Weekly Brief: Unregulated Driverless Cars About to Happen in US?

General Motors unveiled a new driving system last week that could radically reshape the race to put self-driving consumer cars on the road in North America.
Dubbed Ultra Cruise, the system is designed to enable hands-free driving in 95% of all driving scenarios, including highways, city streets, subdivision streets and paved rural roads throughout the US and Canada. That amounts to two million miles of coverage, with the capacity to grow to nearly three-and-a-half million miles thanks to over-the-air updates after Ultra Cruise debuts in 2023.
Like GM’s existing advanced driver assistance system Super Cruise, Ultra Cruise will harness a combination of cameras, radars and LiDAR to develop 360-degree, three-dimensional statistical representations of the environment surrounding vehicles. What’s new here is the sheer number of sensors onboard, including a new integrated LiDAR behind the windshield, which GM says will allow Ultra Cruise to create redundancies in critical areas and thus detect and anticipate driving maneuvers in more complicated scenarios. Super Cruise is limited to selected highways, while Ultra Cruise, purportedly, will go anywhere there’s pavement.

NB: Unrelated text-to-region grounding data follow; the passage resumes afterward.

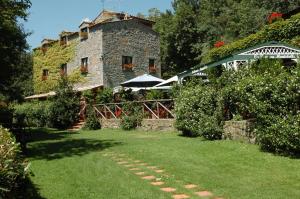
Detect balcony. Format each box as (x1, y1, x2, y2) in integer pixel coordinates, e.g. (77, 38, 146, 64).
(80, 32, 88, 40)
(123, 63, 133, 71)
(149, 65, 157, 73)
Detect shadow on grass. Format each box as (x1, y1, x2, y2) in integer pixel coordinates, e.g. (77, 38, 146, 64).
(27, 138, 122, 161)
(10, 177, 45, 199)
(25, 128, 77, 142)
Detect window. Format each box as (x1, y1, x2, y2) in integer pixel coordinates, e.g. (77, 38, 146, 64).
(149, 59, 156, 73)
(80, 57, 88, 74)
(122, 56, 133, 71)
(60, 63, 67, 76)
(42, 69, 49, 80)
(80, 27, 88, 40)
(60, 36, 67, 46)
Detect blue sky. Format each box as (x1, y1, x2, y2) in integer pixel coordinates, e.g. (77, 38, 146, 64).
(24, 0, 173, 49)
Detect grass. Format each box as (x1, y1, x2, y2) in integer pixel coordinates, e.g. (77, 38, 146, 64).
(26, 128, 300, 199)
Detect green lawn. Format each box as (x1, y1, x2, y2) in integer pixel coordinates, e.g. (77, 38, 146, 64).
(26, 128, 300, 199)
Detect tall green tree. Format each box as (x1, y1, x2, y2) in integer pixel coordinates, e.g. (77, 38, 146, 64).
(0, 0, 32, 102)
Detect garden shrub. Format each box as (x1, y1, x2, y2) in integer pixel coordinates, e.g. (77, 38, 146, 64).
(13, 100, 53, 128)
(120, 102, 143, 130)
(96, 88, 114, 104)
(222, 59, 300, 155)
(0, 101, 13, 128)
(48, 78, 80, 129)
(146, 90, 166, 100)
(83, 107, 101, 130)
(0, 126, 29, 198)
(175, 79, 223, 139)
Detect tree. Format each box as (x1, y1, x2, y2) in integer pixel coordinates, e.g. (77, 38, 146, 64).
(0, 0, 32, 102)
(49, 77, 80, 129)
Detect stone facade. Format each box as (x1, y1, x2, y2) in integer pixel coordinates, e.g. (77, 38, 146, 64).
(223, 119, 256, 143)
(102, 20, 160, 88)
(34, 10, 161, 92)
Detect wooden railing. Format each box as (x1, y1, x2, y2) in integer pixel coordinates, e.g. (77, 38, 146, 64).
(93, 99, 175, 120)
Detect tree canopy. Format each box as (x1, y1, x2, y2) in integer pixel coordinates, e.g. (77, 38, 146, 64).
(152, 0, 300, 77)
(0, 0, 32, 101)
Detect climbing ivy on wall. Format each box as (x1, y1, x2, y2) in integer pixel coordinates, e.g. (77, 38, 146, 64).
(202, 13, 300, 64)
(33, 41, 83, 93)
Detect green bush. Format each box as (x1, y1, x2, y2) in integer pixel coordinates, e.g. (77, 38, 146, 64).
(222, 59, 300, 155)
(13, 101, 53, 128)
(175, 79, 223, 139)
(48, 78, 80, 129)
(120, 102, 143, 130)
(0, 102, 13, 128)
(146, 90, 165, 100)
(83, 107, 101, 130)
(0, 126, 29, 198)
(96, 88, 113, 104)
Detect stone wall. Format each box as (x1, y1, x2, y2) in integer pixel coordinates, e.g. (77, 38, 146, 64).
(102, 19, 161, 88)
(67, 25, 104, 89)
(140, 119, 175, 131)
(66, 19, 160, 89)
(99, 119, 175, 131)
(223, 119, 256, 143)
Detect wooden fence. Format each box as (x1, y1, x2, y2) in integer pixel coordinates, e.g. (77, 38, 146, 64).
(93, 99, 175, 120)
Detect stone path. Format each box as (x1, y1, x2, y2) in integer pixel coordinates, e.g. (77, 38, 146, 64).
(102, 151, 224, 199)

GM was keeping mum last week on just how expensive Ultra Cruise will be or whether it will offer a subscription-based model or an upfront flat fee. The carmaker did say that its two hands-free driver-assist systems will coexist in the company’s lineup come 2023, with Super Cruise available on more mainstream vehicles and Ultra Cruise reserved for premium entries only. Cadillac plans to be the first brand to roll out Ultra Cruise next year.
Whether that comes to fruition remains to be seen. The semiconductor crisis is one concern. Last week GM confirmed that it has halted all Super Cruise installations on 2022 Cadillac Escalade SUVs because of the chip shortage. It also scrapped plans to install Super Cruise on the Cadillac 2022 CT4 and CT5. It’s possible that GM will prioritize Ultra Cruise over Super Cruise next year. It’s equally possible that there won’t be enough chips for either or that Super Cruise gets priority given that it’s already an established product. GM did not address the chip shortage last week when discussing Ultra Cruise.
There’s also the potential for regulatory setbacks, given that semi-autonomous driving systems are increasingly under the microscope in the Department of Transportation and US Congress owing to a number of fatal crashes involving Tesla Autopilot. Back in August 2021 two senators called Tesla to task for its “potentially deceptive and unfair” claims around full self-driving capabilities, which led the National Highway Traffic Safety Administration to launch a formal investigation. The National Traffic Safety Board has strongly urged NHTSA to require Tesla to include driver monitoring technology with Autopilot to ensure that drivers are paying attention while the technology is engaged.
It’s tough to say whose behavior has been more reprehensible on this front, Elon Musk, who has misrepresented his company’s semi-autonomous technology as capable of full self-driving, or the US government, which has failed time and again over the past decade to step up and create safety protocols around a technological revolution that everyone can see coming. Now self-driving Waymo vehicles are on the road in Arizona and San Francisco. GM Cruise announced last week that it plans to have an active fleet of one million self-driving cars by 2030 and plans to “scale the business rapidly” in the coming years, according to CEO Dan Ammann. Tesla plans to roll out its Full Self Driving to 1,000 new drivers this week. GM is upgrading from Super Cruise to Ultra Cruise and still we have zero regulatory action from the US government. It’s remarkable!
If this were to change and the government were to enact stricter safety regulations around autonomous and semi-autonomous driving systems, it’s possible that Ultra Cruise could be further delayed to meet these new standards. Even if this were to happen, it probably won’t be more than a year until Ultra Cruise is on the road. Which means that the era of nearly self-driving consumer cars is nearly upon us.